Çocuklarımız zamanlarının büyük çoğunluğunu Televizyon , İnternet ve diğer bilişim cihazların başında zamanlarını harcıyorlar.
Çocuklarımız ve gençlerimiz gözlem ve muhakeme yetenekleri azalıyor. Okullarda deneysel eğitim nerdeyse verilmiyor. Eğitim sistemimiz ezberci bir eğitim sistemidir acilen düzeltilmelidir.
Kendimize gerektiğinden fazla güveniyoruz. Ama teknoloji ve bilimsel gelişmelerde birçok ülkenin gerisinde kaldığımız ortada. Bu aşarı özgüvenin hakkını verip çok çalışmalıyız.
Gelecek anlamında parlayan gençlerimiz destek bulamadıkları için yurt dışına eğitime gidip bir kısmı yurt dışına yerleşiyorlar.
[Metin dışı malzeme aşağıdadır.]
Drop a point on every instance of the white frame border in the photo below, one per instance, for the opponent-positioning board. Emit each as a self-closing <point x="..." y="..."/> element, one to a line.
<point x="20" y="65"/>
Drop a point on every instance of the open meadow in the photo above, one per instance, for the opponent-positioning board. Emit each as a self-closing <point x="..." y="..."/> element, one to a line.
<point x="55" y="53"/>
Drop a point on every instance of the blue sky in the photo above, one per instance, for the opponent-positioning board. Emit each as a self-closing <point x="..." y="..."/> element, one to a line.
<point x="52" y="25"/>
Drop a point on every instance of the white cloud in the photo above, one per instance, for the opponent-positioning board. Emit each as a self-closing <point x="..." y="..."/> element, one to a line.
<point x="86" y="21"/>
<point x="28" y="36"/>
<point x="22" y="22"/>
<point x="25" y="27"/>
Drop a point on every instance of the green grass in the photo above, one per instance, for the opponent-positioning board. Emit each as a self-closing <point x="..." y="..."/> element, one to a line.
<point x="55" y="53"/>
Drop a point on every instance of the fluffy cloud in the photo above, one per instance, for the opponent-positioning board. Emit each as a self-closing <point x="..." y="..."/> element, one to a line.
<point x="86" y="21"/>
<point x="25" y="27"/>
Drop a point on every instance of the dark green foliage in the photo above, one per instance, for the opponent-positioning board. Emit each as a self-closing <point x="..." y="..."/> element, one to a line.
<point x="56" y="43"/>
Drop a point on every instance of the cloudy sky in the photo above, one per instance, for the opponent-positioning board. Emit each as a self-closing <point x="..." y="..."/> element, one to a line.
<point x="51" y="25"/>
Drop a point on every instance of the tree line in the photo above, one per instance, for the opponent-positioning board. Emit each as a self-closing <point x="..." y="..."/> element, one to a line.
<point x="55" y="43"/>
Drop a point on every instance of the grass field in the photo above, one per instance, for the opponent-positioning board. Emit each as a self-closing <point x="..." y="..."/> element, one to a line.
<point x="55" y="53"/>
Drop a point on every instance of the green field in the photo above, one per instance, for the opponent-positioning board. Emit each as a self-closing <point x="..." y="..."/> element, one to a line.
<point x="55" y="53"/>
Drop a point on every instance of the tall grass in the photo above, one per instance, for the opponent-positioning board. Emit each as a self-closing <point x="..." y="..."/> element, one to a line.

Çoğulcu bir yaklaşım sonucunda nitelikli ve bilimde çığır açabilecek insanlar geri planda kalıyor.
Temel bilim Fakülteleri terk edilmiş durumda. Fizik, Kimya ve Biyoloji bölümleri kimsenin tercih etmediği hatta bir bir kapandığını görüyoruz.
Ülkemizde bilime ayrılan ödeneklerin yetersizliği ve harcamaların planlı yapılmaması.
Bilimsel çalışmalarda kullanılacak cihazların temini hızlı bir şekilde gerçekleşmesi gerekirken bürokrasiye ve gereksiz yazışmalar takılıp yavaşlatılmakta.
Toplum olarak yaşadığımız duygusal çalkantılar maalesef bilim alanında kendine yer ediniyor ve yapılan çalışmalar profesyonellikten tamamen uzaklaşmasına neden oluyor. Hırsları ile yada çevresine duyduğu öfke, kıskançlık vs. ile hareket eden bilim insanlarının ülkemizde fazla sayıda olması bilimle aramızın açılmasına neden oluyor.
Bilgi güçtür gelecek bilgiyi değerlendiren ülkelerin olacaktır.